Der Allergieinformationsdienst des Helmholtz Zentrum München schlägt daher ein mehrstufiges System vor, um berufsbedingte Allergien – und damit die drohende Berufsunfähigkeit – zu vermeiden:

  1. Sind die Ursachen für die Allergiereaktion bekannt?
  2. Gibt es ungefährliche Ersatzstoffe, die verwendet werden können?
  3. Lässt sich der Allergenkontakt durch technische Maßnahmen, zum Beispiels Absauganlagen, reduzieren?
  4. Lässt sich der Kontakt mit dem Allergen durch organisatorische Maßnahmen, zum Beispiel einen Standortwechsel, vermeiden?
  5. Steht Schutzkleidung für die betreffende Person zur Verfügung?

Berufsbedingte Allergien: Wie lassen sich allergische Erkrankungen verhindern?

Viele berufsbedingte Allergien lassen sich vermeiden oder abschwächen, wenn rechtzeitig entsprechende Präventionsmaßnahmen ergriffen werden. Die Berufsgenossenschaften und Unfallversicherungsträger sind daher daran interessiert, erste Anzeichen frühzeitig zu erkennen. Sie halten die Mitarbeiter dazu an, schon bei kleinsten allergischen Reaktionen den Arzt aufzusuchen. Außerdem werden Schulungen für einen optimalen Hautschutz angeboten, welche von Berufsgruppen wie Friseuren, aber auch anderen Gewerken gerne in Anspruch genommen werden. 

Wer sich die Präventionsmaßnahmen nicht zu Herzen und erste Symptome nicht ernst nimmt, der riskiert später eine Anerkennung der Berufsunfähigkeit.

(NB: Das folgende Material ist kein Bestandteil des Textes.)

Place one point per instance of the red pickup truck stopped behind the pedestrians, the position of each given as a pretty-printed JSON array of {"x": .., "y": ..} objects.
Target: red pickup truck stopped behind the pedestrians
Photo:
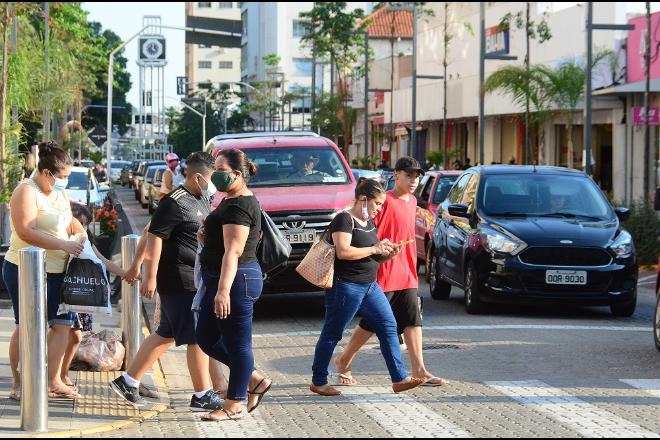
[{"x": 302, "y": 182}]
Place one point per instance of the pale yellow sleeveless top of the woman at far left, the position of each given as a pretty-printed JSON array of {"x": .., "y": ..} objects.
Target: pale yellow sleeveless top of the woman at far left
[{"x": 53, "y": 218}]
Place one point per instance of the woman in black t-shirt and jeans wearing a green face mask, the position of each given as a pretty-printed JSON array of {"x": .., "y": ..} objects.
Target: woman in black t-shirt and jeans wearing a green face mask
[{"x": 233, "y": 281}]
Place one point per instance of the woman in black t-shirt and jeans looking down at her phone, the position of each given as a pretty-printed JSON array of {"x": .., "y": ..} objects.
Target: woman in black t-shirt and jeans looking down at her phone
[{"x": 358, "y": 254}]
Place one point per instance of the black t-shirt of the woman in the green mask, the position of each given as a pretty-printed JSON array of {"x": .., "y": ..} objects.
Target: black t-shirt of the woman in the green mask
[{"x": 242, "y": 210}]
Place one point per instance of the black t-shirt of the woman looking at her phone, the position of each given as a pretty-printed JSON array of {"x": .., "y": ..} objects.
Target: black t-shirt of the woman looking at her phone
[{"x": 362, "y": 271}]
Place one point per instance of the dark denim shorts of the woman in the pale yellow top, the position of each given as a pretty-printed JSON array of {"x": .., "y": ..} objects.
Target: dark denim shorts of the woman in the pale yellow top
[{"x": 53, "y": 287}]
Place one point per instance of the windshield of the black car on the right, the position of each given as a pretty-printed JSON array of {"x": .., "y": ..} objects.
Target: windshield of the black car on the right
[{"x": 543, "y": 195}]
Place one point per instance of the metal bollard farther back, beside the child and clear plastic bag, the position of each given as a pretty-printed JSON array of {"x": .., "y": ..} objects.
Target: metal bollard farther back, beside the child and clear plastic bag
[{"x": 130, "y": 301}]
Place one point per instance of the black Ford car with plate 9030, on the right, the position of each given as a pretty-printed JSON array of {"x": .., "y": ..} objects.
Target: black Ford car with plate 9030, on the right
[{"x": 533, "y": 234}]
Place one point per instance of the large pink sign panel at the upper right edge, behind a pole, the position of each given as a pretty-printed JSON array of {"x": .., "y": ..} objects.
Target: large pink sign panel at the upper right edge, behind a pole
[{"x": 636, "y": 48}]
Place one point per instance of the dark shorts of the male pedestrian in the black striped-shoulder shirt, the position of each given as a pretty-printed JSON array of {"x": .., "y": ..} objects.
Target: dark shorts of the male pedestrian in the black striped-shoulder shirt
[{"x": 176, "y": 319}]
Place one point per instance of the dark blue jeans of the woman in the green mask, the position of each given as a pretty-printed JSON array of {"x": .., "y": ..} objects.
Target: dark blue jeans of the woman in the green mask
[{"x": 230, "y": 340}]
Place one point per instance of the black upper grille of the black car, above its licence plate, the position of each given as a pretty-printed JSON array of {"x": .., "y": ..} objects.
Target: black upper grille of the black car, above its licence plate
[{"x": 566, "y": 256}]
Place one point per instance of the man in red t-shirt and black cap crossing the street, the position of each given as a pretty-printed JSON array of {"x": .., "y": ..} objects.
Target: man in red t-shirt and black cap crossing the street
[{"x": 397, "y": 277}]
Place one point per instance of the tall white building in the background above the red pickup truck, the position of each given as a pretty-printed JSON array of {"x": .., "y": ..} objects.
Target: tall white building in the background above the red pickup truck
[{"x": 275, "y": 28}]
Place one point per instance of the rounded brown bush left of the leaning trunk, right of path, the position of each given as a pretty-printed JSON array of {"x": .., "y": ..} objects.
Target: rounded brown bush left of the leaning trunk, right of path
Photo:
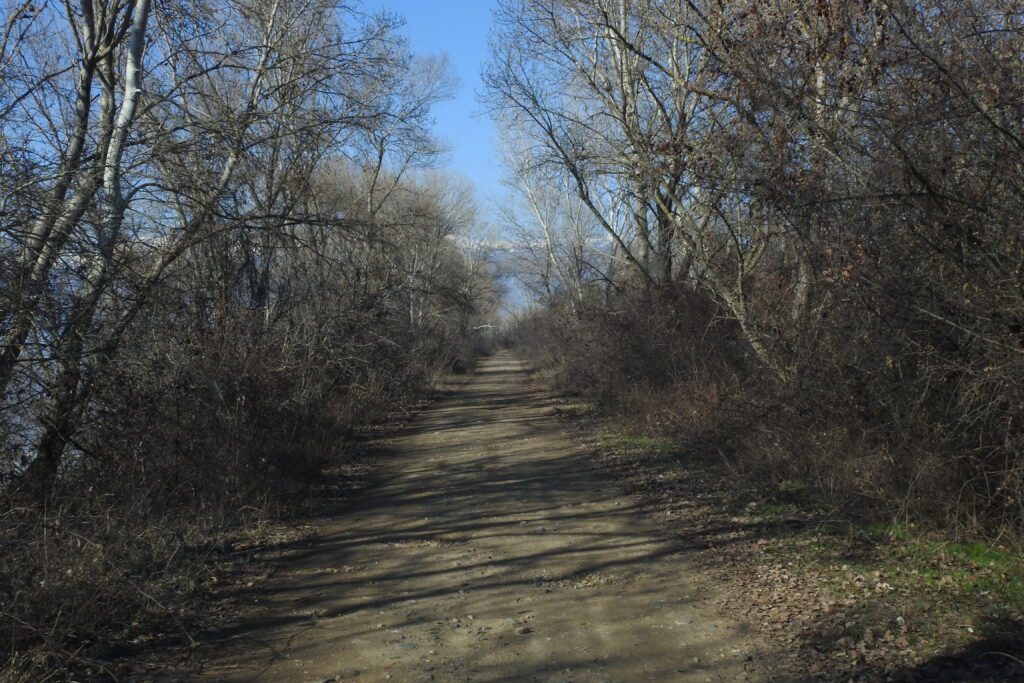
[{"x": 662, "y": 361}]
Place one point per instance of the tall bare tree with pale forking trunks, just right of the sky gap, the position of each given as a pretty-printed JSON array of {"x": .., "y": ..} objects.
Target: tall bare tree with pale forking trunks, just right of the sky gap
[{"x": 628, "y": 102}]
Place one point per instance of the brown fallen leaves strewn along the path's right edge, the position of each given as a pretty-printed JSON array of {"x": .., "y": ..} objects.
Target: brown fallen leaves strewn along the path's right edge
[{"x": 875, "y": 618}]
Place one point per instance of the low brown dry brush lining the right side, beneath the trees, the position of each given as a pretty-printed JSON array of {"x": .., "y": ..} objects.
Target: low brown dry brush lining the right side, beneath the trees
[{"x": 874, "y": 424}]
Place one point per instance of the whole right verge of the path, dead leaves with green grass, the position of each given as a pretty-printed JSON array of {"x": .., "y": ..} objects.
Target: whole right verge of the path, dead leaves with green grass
[{"x": 831, "y": 600}]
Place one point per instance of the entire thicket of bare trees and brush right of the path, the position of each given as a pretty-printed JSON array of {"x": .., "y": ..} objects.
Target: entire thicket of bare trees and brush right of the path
[{"x": 789, "y": 229}]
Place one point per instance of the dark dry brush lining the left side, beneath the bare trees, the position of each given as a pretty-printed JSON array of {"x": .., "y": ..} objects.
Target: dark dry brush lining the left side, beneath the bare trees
[{"x": 223, "y": 411}]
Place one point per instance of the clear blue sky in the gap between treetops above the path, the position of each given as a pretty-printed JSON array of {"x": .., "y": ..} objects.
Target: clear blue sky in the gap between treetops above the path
[{"x": 458, "y": 28}]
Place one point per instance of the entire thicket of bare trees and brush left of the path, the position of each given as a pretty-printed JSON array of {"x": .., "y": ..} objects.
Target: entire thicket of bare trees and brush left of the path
[{"x": 222, "y": 257}]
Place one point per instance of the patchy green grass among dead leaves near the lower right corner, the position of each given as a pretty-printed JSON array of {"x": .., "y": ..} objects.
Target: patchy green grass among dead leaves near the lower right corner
[{"x": 949, "y": 595}]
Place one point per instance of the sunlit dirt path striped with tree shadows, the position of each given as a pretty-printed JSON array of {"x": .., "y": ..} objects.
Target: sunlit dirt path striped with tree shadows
[{"x": 492, "y": 551}]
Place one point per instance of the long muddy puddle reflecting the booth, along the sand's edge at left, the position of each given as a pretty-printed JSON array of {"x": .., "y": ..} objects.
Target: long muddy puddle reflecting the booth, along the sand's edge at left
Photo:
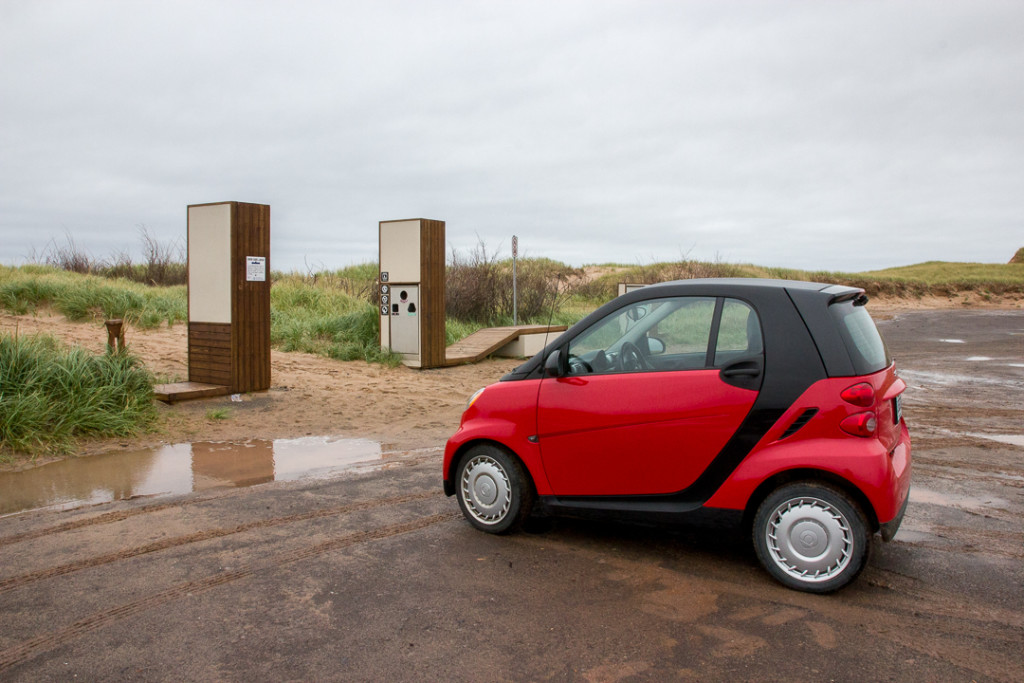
[{"x": 181, "y": 468}]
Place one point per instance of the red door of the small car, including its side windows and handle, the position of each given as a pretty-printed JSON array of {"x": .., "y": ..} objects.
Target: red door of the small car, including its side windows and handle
[{"x": 613, "y": 425}]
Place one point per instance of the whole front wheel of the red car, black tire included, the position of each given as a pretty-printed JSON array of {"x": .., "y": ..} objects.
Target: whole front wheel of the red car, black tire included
[{"x": 494, "y": 491}]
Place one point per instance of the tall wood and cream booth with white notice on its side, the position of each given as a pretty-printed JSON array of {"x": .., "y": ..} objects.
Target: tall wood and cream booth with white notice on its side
[{"x": 230, "y": 296}]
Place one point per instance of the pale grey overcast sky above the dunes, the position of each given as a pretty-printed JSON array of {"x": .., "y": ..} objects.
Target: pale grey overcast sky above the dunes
[{"x": 835, "y": 136}]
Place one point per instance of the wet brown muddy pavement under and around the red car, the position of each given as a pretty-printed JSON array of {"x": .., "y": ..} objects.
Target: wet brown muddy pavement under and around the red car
[{"x": 375, "y": 576}]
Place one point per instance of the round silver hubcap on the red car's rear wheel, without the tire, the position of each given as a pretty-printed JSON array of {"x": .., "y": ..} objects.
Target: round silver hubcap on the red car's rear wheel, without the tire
[{"x": 809, "y": 539}]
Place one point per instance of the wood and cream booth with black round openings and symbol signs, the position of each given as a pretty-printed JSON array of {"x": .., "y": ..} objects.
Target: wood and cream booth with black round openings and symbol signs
[{"x": 412, "y": 290}]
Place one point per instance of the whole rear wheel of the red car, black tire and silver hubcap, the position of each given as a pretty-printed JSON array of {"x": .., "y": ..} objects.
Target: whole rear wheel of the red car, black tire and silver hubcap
[{"x": 812, "y": 537}]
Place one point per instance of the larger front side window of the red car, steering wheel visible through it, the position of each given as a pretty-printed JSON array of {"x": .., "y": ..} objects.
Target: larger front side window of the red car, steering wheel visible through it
[{"x": 659, "y": 335}]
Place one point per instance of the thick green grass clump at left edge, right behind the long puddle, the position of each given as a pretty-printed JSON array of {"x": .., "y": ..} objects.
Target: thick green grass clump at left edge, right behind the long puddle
[{"x": 52, "y": 395}]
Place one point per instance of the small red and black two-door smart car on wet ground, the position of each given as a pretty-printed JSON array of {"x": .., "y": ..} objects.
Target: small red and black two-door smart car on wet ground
[{"x": 773, "y": 402}]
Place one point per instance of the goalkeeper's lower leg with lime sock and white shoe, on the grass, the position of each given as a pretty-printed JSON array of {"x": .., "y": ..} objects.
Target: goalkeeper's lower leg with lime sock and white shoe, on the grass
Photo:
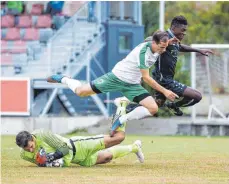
[{"x": 114, "y": 152}]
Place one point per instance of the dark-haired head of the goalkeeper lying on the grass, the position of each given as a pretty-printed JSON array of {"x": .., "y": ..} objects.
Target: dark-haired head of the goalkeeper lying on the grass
[{"x": 26, "y": 141}]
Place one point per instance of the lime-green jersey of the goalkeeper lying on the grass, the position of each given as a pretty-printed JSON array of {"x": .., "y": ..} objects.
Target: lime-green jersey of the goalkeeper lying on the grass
[{"x": 50, "y": 142}]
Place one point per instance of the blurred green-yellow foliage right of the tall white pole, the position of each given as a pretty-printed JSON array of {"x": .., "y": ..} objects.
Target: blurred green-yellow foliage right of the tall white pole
[{"x": 207, "y": 21}]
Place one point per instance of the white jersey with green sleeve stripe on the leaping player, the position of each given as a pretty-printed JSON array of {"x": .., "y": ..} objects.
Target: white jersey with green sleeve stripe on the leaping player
[{"x": 141, "y": 57}]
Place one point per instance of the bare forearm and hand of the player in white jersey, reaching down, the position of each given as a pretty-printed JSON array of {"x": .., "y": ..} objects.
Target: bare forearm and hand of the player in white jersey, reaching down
[{"x": 150, "y": 81}]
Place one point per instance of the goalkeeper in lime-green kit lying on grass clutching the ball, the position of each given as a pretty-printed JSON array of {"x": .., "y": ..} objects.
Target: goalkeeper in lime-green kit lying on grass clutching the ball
[{"x": 51, "y": 150}]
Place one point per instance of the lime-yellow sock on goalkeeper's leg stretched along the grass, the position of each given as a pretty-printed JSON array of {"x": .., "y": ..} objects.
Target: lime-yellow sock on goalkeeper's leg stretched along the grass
[{"x": 120, "y": 151}]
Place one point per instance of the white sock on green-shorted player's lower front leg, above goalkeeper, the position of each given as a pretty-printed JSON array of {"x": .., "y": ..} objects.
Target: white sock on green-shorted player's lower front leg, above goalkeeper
[{"x": 137, "y": 113}]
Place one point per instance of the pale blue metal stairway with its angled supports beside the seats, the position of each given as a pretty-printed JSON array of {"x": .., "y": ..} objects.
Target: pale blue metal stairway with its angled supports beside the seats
[{"x": 70, "y": 51}]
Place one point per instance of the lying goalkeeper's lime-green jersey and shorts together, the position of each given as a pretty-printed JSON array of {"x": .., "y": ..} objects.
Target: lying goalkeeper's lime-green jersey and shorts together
[{"x": 86, "y": 147}]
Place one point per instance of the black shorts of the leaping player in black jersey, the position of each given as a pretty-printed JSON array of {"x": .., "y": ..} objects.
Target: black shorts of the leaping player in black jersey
[{"x": 171, "y": 85}]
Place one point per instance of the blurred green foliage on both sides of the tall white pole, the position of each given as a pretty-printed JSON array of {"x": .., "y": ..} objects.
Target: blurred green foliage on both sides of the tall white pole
[{"x": 208, "y": 21}]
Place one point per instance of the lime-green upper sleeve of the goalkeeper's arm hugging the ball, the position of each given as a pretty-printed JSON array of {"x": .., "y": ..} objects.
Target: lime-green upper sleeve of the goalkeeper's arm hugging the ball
[{"x": 54, "y": 141}]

Denn die Berufsgenossenschaft kann Anträge auf Berufsunfähigkeit wegen berufsbedingter Allergien auch ablehnen, wenn die Entwicklung der entsprechenden Allergie bei einer rechtzeitigen Behandlung und angemessenen Schutzmaßnahmen hätte verhindert werden können. Dies ist für Betroffene meist doppelt schmerzhaft.

Berufsbedingte Allergien: Umschulung und andere Optionen

Laut Arbeitsrecht steht Mitarbeitern eine Umschulung zu, wenn berufsbedingte Allergien nicht durch andere Maßnahmen vermeidbar oder gar heilbar sind. Alternativ kann eine Versetzung an einen anderen Standort oder Posten sinnvoll sein, wenn damit die Ursache der Allergie aus der Welt geschafft wird.

Bei einer Umschulung sollte das Unternehmen darauf achten, die Mitarbeiter weiterhin möglichst nützlich in den Betrieb einzubinden. Erfahrungen in der praktischen Tätigkeit lassen sich eventuell für den Vertrieb oder den Kundenservice nutzen. Zudem könnten einzelne Weiterbildungsangebote die Grundlage für einen Aufgabenwechsel bilden. Unter bestimmten Umständen stehen für diese Maßnahmen Gelder und Schulungsangebote zur Verfügung.

Dieser Beitrag beinhaltet lediglich allgemeine Informationen zum jeweiligen Gesundheitsthema und dient damit nicht der Selbstdiagnose, -behandlung oder -medikation. Er ersetzt keinesfalls den Arztbesuch. Individuelle Fragen zu Krankheitsbildern dürfen von unseren Redakteurinnen und Redakteuren leider nicht beantwortet werden.